Let me start from the beginning: My faith community began Lent this year by worshiping at common cathedral. Stop here: check out www.ecclesia-ministries.org. Common Cathedral is a church made up entirely of the homeless. It is a robust community, seeped in the gospel. During that first Lenten service Father Brian spoke about repentance. Initially, I wanted to flee the moment he uttered the word. My knee jerk reaction questioned his choice; shouldn’t he be speaking love to this group of marginalized people? Thankfully, I continued to listen to his faithful and loving words.

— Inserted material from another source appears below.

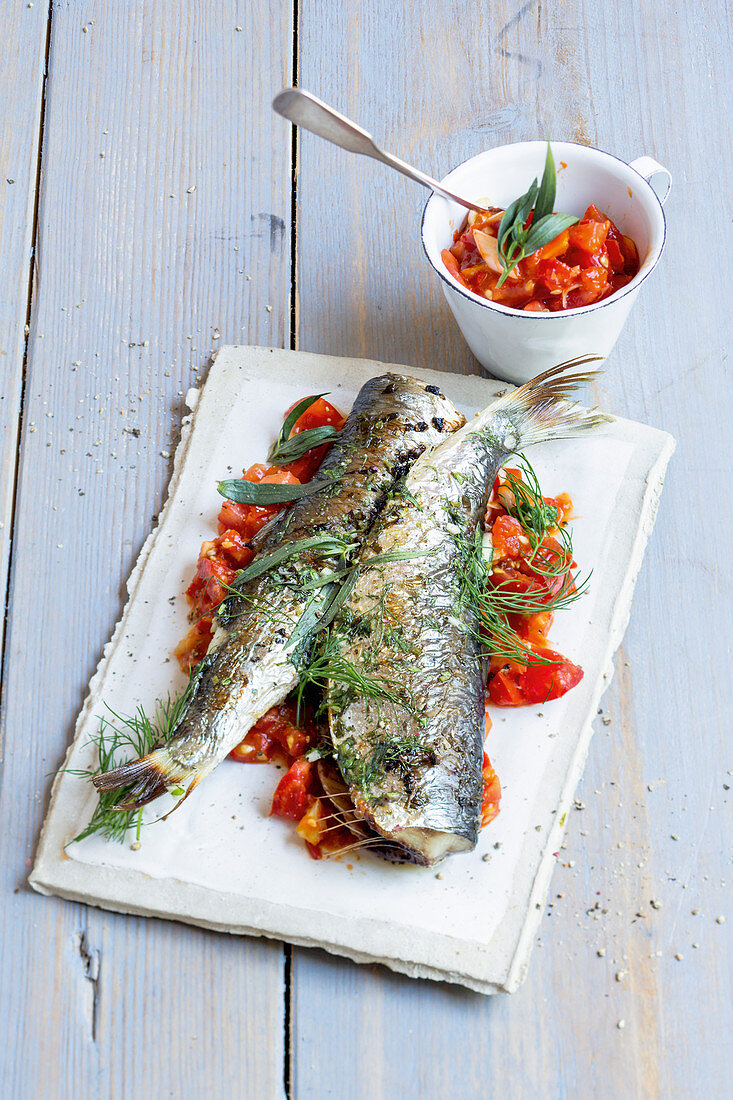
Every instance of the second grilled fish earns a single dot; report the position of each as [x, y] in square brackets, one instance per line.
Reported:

Father Brian reminded everyone gathered about the Lenten practice of repentance, why it was foundational in our faith journeys as we sought ever to grow closer to God. All things I had heard before. But then, he talked about Jessie Jackson Jr. He mentioned things most who had watched TV or read the papers knew: a Rolex watch, Michael Jackson’s fedora, corruption. Jackson apparently said to the presiding judge that he hoped people would remember him for the good he had done, instead of his “misuse” of campaign funds. And then the judge spoke powerful words to the corrupt politician: if he wanted to make things right, then Jackson needed to return the money.*
Wham! Repentance: Give back the money. Make things right. Sorry isn’t enough. Change.
I looked around me at the many faces that surrounded me that morning. I knew everyone in that crowd, from homeless to pastor to those in my own community, needed to repent of something. But I wasn’t thinking about the sort of repentance too often associated with an inability to live an “ideal” Christian life (whatever that is). But a difficult, authentic repentance in which we recognize the brokenness to which we cling. The judge at Jackson’s trial was calling the politician beyond a cheap repentance of regret to the difficult repentance of change.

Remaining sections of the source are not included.